This spring, three faculty members from Integrative Immunobiology were awarded distinguished professorships. These new honorees were celebrated at the annual distinguished professorship event on May 23.
In February, the Board of Trustees approved a total of 32 new distinguished professors across Duke University.
Distinguished professorships recognize faculty who have shown exceptional scholarship in advancing science and improving human health.

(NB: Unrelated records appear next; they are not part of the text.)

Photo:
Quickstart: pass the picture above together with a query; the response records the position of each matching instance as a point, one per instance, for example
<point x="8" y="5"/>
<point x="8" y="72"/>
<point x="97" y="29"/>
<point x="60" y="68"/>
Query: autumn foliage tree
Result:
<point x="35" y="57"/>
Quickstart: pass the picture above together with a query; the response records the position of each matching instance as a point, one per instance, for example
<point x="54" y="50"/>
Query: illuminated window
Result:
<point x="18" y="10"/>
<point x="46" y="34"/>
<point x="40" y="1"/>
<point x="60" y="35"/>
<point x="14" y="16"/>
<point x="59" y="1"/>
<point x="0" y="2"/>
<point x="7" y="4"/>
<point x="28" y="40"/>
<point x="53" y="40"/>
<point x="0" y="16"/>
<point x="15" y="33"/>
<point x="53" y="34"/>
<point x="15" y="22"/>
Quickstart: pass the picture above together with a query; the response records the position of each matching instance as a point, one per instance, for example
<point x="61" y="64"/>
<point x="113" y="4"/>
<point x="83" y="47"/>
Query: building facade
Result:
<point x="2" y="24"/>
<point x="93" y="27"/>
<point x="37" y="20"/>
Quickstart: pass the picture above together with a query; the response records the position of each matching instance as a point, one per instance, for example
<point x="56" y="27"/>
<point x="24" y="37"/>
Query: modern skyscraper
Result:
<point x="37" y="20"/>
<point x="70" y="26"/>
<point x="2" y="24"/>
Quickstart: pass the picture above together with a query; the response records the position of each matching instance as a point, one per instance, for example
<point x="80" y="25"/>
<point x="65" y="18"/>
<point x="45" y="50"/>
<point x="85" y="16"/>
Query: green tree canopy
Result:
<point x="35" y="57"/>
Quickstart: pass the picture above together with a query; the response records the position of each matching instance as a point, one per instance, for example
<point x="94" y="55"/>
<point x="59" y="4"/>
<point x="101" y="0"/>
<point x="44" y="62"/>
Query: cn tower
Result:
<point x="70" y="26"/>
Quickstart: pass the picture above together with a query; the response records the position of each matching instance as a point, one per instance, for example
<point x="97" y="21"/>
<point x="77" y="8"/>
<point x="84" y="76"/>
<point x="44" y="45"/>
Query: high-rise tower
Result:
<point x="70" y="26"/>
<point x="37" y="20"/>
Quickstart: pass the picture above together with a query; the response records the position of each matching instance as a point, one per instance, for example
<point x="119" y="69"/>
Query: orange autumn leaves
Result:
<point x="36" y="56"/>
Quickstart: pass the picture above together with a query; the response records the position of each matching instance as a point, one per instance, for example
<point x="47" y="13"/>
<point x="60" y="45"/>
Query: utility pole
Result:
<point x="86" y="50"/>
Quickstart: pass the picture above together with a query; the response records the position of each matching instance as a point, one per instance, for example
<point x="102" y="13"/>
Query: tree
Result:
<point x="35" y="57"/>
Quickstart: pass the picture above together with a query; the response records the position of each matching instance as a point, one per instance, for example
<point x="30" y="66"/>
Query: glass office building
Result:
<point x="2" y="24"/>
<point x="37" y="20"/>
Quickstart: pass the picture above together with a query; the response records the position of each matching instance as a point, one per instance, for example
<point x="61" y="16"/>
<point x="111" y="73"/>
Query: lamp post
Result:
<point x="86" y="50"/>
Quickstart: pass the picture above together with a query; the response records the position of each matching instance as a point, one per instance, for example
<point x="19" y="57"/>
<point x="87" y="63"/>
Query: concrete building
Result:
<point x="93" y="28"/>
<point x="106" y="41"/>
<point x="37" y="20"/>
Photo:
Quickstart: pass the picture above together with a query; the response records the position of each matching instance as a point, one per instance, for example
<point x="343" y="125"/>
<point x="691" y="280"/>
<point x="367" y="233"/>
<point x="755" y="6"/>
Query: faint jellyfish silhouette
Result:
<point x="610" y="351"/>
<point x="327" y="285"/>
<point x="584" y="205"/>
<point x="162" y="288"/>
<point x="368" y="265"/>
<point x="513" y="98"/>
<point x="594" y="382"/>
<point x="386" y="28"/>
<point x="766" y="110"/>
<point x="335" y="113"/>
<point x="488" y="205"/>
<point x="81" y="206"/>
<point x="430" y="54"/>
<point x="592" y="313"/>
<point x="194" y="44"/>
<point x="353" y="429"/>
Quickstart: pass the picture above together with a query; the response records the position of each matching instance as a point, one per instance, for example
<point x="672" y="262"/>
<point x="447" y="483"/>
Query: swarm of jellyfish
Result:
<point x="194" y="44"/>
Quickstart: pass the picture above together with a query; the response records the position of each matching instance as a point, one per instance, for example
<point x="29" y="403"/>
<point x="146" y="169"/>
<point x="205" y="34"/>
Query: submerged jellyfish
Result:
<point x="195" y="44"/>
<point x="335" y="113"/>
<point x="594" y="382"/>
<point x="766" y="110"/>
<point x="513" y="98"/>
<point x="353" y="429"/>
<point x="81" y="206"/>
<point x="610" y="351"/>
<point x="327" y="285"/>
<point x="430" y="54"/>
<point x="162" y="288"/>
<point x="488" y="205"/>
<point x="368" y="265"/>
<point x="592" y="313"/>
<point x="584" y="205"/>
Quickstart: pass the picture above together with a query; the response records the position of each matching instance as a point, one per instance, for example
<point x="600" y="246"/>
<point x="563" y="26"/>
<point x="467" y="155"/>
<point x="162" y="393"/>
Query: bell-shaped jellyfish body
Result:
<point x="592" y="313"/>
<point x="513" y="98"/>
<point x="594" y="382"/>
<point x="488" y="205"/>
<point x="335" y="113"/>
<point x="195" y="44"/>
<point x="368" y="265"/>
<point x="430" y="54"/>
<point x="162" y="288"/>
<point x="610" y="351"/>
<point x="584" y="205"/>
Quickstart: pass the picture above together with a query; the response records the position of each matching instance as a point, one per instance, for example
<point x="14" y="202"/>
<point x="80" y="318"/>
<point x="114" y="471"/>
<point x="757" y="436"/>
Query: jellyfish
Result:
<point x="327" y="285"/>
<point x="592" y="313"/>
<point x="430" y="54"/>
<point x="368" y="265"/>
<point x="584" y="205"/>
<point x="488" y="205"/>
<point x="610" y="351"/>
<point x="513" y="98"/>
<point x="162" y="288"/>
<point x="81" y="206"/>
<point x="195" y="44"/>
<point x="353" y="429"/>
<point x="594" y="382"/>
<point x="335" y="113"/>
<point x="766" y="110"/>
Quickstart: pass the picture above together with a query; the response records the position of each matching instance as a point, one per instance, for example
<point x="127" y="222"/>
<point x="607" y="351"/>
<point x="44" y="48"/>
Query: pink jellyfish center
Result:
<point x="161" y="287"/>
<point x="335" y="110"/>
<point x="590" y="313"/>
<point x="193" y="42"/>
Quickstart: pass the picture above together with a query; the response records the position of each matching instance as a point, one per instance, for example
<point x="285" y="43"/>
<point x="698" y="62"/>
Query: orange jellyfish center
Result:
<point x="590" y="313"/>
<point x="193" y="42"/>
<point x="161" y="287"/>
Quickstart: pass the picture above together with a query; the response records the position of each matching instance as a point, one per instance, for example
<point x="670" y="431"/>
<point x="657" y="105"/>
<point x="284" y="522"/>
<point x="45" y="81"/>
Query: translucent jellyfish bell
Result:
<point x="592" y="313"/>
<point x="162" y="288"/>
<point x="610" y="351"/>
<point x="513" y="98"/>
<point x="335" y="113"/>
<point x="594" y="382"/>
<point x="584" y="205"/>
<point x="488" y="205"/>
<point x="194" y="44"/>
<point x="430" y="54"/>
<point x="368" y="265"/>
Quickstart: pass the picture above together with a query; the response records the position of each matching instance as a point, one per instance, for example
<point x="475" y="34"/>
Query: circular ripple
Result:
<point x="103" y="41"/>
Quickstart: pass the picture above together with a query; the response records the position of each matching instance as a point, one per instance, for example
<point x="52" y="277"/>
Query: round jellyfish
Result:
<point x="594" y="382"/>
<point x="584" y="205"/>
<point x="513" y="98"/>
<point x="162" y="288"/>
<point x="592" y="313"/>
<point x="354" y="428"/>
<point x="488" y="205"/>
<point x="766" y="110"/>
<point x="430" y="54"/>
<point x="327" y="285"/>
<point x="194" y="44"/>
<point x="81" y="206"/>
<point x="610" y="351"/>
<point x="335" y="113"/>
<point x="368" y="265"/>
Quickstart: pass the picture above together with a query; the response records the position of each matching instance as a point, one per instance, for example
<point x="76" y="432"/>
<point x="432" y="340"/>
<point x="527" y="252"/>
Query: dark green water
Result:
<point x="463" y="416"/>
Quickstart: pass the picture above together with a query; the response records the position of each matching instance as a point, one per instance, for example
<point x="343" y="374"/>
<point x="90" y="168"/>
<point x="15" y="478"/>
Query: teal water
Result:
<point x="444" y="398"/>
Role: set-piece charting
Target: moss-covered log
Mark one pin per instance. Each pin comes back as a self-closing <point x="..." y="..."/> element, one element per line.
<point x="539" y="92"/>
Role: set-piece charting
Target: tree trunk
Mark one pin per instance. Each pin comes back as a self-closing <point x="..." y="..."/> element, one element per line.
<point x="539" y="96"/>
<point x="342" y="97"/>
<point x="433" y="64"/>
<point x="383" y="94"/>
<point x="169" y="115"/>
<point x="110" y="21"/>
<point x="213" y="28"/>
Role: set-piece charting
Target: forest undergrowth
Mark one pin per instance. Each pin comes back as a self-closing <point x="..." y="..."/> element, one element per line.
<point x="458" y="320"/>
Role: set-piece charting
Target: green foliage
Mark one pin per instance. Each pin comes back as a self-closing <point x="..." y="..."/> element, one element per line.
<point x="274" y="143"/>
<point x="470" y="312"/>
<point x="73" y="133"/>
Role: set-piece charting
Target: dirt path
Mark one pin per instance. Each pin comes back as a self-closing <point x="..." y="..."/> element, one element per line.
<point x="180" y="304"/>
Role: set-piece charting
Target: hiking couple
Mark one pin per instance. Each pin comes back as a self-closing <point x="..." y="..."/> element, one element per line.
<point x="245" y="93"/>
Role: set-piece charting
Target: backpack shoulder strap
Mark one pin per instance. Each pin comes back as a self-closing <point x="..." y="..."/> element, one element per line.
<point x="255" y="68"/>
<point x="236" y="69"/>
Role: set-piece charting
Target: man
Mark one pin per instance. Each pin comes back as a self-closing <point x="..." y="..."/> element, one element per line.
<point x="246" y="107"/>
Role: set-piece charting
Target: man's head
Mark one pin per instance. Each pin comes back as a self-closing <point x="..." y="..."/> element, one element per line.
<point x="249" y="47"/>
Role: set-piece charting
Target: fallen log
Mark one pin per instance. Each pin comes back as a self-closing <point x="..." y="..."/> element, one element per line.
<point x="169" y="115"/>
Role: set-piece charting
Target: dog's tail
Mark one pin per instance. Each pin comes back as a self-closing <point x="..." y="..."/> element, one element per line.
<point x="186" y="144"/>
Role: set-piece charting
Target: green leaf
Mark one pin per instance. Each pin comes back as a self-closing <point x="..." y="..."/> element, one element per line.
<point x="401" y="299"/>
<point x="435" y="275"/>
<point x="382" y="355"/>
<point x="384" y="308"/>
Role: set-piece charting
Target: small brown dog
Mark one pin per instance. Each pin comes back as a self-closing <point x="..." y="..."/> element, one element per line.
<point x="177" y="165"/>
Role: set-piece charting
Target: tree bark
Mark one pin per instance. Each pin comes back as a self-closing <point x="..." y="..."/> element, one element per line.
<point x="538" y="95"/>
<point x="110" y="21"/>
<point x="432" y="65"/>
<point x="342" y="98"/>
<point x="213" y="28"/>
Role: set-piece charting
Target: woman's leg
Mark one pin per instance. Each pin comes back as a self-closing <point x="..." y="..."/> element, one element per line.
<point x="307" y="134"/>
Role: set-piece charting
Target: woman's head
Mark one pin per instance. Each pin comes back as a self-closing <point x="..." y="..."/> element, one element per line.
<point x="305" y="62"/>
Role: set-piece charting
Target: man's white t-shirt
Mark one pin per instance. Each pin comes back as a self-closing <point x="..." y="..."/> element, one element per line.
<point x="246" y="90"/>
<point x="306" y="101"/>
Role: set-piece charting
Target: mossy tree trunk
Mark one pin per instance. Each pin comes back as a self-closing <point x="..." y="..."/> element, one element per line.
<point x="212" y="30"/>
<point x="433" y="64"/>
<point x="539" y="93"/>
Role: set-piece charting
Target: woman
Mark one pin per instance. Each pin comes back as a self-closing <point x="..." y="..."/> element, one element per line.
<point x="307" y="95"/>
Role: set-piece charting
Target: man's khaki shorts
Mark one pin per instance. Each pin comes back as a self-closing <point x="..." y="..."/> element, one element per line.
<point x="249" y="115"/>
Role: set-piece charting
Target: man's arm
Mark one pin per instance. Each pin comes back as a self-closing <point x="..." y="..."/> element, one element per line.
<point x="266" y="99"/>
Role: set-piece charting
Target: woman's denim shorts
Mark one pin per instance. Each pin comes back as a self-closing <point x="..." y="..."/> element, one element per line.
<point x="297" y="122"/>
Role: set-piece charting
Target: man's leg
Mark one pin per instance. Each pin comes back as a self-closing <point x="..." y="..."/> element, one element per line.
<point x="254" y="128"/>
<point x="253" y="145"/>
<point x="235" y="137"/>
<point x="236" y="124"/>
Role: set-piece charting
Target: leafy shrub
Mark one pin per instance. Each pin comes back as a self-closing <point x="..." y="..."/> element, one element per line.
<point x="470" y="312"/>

Per the Duke School of Medicine site, faculty members from IIB who were honored include:
Xunrong Luo, MD, PhD
Boyce Haller Distinguished Professor in Nephrology
Xunrong Luo, MD, PhD, is a professor of medicine and Director of Translational Research in the Duke Transplant Center. She is a clinical transplant nephrologist whose research focuses on mechanisms for establishing and maintaining immune tolerance in transplantation. She pioneered a non-chimeric approach to establishing tolerance that leverages the body’s natural process of clearing self-apoptotic cells without triggering an inflammatory response. She discovered the critical role of anti-inflammatory efferocytic receptors in mediating transplantation tolerance, and she has identified immune signals that disturb the balance of immune regulation by viral infections that can reactivate the immune system against the transplanted organ.
Kevin Saunders, PhD
Norman L. Letvin M. D. Distinguished Professor in Surgery and the Duke Human Vaccine Institute
Kevin Saunders, PhD, is a professor in surgery who also has appointments in integrative immunobiology and molecular genetics and microbiology. His research focuses on vaccine and antibody development to combat HIV-1 infection and coronavirus infections. As the associate director of the Duke Human Vaccine Institute (DHVI) and director of the DHVI Laboratory of Protein Expression, he focuses on two main areas of research: vaccine design and antibody isolation and engineering. Together, his research program is an interdisciplinary approach to understanding the molecular biology underlying antibody recognition of glycoproteins in order to produce protective vaccines.
Georgia Tomaras, PhD
A. Geller Distinguished Professor for Research in Immunology
Georgia Tomaras, PhD, is a professor in surgery, chief of the Division of Surgical Sciences in the Department of Surgery, director of the Duke Center for AIDS Research, and co-director of the Duke Center for Human Systems Immunology. Her primary research focus is deciphering mechanisms of protective human immunity and identification of immune correlates of protection to further development of effective vaccines against infectious diseases. Her laboratory’s goals are to reveal the specificities and functions of protective immune responses that lead to prevention or resolution of disease, including findings that directly contribute to the design and implementation of clinical trials.